Question 4 : What other research is under way?
[Schneider] We have more to do, and I'll just give some examples. One is that we will gather more data because there are randomised trials that have been enrolled that now are continued to be in follow-up. So we will have longer term data from ILLUMINATE specifically, which was presented yesterday here at LINC, and will, I'm sure, go into publication form at some point. Secondly, we will have some data from RANGER. Now the RANGER trials come from Boston Scientific and these were not included in any of these meta-analyses, but fortunately, it is a randomised trial between patients who receive paclitaxel-coated balloons versus plain balloons. So we'll have that data to include. And then, in addition, since the issue first came up there's been a tremendous improvement in the ability to find some of the patients that were previously lost to follow-up, and with that data we gain more insight as to what the different trial design differences are and also, what the true risk is because ultimately if a patient has been lost to follow-up you don't know if they've had a mortality event or not. Once you find those, you can put them in the correct category and take another look at the information. So all of these things are happening and I suspect that as they accumulate the answer will become even more clear.
Question 5 : What was the aftermath of these findings?

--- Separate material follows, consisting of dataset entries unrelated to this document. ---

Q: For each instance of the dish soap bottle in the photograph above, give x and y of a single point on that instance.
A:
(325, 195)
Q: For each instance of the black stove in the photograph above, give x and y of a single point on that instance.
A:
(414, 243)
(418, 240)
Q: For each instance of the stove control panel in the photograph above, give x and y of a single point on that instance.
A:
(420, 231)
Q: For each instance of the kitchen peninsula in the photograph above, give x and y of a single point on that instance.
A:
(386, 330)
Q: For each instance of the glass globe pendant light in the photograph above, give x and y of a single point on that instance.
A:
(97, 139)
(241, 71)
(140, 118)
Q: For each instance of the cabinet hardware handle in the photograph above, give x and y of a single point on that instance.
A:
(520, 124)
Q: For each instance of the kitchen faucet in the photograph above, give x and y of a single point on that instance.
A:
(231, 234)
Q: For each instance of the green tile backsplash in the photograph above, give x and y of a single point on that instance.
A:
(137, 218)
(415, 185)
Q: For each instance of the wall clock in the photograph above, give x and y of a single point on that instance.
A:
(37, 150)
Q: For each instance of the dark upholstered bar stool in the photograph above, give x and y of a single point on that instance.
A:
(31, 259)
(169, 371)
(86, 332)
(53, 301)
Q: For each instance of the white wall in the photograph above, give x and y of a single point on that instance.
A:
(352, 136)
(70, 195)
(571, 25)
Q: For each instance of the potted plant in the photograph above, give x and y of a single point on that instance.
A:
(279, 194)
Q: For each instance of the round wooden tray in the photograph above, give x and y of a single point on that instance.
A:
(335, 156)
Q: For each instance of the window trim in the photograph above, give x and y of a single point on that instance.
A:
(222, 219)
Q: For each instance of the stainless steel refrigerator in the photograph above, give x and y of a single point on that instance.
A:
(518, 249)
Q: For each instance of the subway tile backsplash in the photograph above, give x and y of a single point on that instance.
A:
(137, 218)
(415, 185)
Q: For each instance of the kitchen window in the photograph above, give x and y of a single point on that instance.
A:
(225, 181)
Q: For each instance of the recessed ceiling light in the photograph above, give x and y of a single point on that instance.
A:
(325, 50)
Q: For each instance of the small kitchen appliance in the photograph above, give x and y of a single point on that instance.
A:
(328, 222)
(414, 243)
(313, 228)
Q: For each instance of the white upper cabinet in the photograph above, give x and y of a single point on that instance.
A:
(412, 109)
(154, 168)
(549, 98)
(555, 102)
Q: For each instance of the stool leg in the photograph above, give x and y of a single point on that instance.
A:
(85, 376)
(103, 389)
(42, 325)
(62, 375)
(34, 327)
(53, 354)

[Schneider] I believe that with the initial meta-analysis publication, just again, a little over one year ago, there was a dramatic change in clinical practice. This is reflected differently among various countries, but in general, there was a dramatic decrease in the use of drug-coated balloons in the lower extremities. What has happened now is as information has continued to accumulate, a lot of practitioners have gone back to using it more frequently. The other thing that did happen is that the FDA, the US Federal Food and Drug Administration, what they had said in their earlier letter of March, which was very much it appeared to be a stern warning about their concern ameliorated at least a little bit in their letter of August, and this gives people also more confidence in, for example, they suggested that if patients are a particularly high-risk for re-stenosis that you should consider paclitaxel or at least that you have to weigh the risks, or at least potential risks, and benefits and so I think this has affected practise and a number of clinicians have now started to try to re-incorporate drug-coated balloons into their practises. But it's highly individual and there's no specific algorithm at this point.